Military order of Azerbaijan

The Zafar Order, or the Victory Order ("Zəfər" ordeni), is the highest military order of Azerbaijan. It was established on the occasion of Azerbaijan’s victory in the Second Nagorno-Karabakh War.

== History ==
On 11 November 2020, the President of Azerbaijan, Ilham Aliyev, at a meeting with wounded Azerbaijani servicemen who took part in the Second Nagorno-Karabakh War, said that new orders and medals would be established in Azerbaijan, and that he gave appropriate instructions on awarding civilians and servicemen who showed "heroism on the battlefield and in the rear and distinguished themselves in this war." He also proposed the names of these orders and medals. On 20 November 2020, at a plenary session of the Azerbaijani National Assembly, a draft bill on amendments to the bill "On the establishment of orders and medals of the Republic of Azerbaijan" was submitted for discussion.
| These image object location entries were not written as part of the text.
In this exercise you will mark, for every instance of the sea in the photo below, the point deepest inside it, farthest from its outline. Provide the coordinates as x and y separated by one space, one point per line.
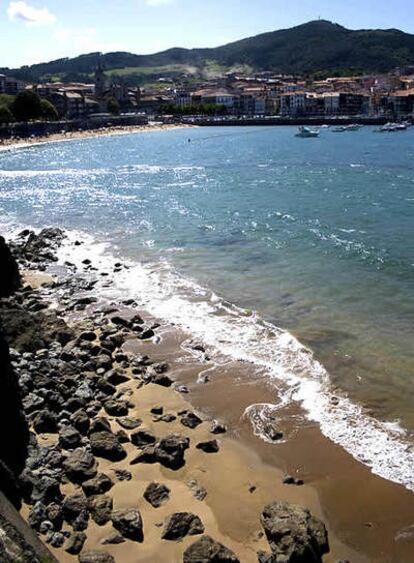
296 255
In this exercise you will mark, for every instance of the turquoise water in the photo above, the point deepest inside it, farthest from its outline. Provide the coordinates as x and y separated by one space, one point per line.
316 235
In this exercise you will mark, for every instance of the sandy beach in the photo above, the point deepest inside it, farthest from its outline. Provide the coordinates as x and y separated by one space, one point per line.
227 489
10 143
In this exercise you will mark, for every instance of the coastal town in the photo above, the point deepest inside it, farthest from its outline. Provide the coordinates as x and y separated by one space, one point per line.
231 95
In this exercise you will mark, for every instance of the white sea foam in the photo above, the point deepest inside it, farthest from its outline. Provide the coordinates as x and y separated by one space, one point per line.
242 335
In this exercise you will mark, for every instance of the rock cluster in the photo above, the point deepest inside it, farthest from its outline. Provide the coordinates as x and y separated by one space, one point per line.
72 386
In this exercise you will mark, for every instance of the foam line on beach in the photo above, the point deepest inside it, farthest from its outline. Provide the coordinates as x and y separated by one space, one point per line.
243 336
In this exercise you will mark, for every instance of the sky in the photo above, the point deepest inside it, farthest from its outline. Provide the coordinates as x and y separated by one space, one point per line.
42 30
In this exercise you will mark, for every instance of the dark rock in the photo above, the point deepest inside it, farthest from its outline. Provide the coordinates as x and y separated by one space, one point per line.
80 421
272 433
123 474
191 420
129 523
210 447
69 438
98 485
106 445
100 424
100 507
146 334
181 524
122 436
198 491
54 515
80 466
116 377
290 480
75 511
75 542
294 535
207 550
10 277
157 494
142 438
129 423
217 428
94 556
45 422
87 335
115 408
114 538
165 418
57 539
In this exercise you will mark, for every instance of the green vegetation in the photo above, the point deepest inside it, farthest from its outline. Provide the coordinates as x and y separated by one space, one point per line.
6 115
195 109
318 46
27 106
49 112
112 105
6 100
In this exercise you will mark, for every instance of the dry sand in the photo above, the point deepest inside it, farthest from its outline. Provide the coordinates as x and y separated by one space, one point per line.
8 144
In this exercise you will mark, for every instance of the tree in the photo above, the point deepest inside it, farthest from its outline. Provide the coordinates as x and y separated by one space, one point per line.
112 105
6 115
49 112
27 105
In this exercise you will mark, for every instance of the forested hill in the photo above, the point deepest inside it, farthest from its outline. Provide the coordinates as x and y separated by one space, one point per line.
308 48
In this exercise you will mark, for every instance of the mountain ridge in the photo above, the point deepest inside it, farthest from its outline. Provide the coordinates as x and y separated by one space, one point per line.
315 46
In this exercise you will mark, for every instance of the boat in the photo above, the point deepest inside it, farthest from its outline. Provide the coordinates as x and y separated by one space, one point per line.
307 133
344 128
392 128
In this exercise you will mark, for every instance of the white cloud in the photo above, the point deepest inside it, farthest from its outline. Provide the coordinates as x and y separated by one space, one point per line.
80 41
158 2
30 15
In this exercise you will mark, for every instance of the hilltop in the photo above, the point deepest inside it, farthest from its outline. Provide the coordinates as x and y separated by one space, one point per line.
309 48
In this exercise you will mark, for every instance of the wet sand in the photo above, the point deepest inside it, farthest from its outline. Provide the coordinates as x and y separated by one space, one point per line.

The Zafar Order was established on the same day in the first reading in accordance with the bill "On the establishment of orders and medals of the Republic of Azerbaijan" on the occasion of Azerbaijan being the victor in the Second Nagorno-Karabakh War.

=== Awarding ===
On 9 December, the President of Azerbaijan, Ilham Aliyev signed a decree to award 33 officers, two of them posthumously with the Zafar Order. The awardees included Zakir Hasanov, the minister of defence, Vilayat Eyvazov, the minister of internal affairs, Elchin Guliyev, chief of the State Border Service, Ali Naghiyev, chief of the State Security Service, Orkhan Sultanov, chief of the Foreign Intelligence Service, Ayaz Hasanov, deputy chief of staff of the Azerbaijani Armed Forces, and Babak Samidli, the deputy commander of the 2nd Corps.

== Status ==
The Zafar Order will be awarded for "high professionalism in the management of combat operations that culminated in the liberation of strategic or important territories, settlements, districts or cities, as well as the restoration of the state border". According to the bill "On the establishment of orders and medals of the Republic of Azerbaijan", the medal's senior award is the Heydar Aliyev Order, while its junior award is the Karabakh Order.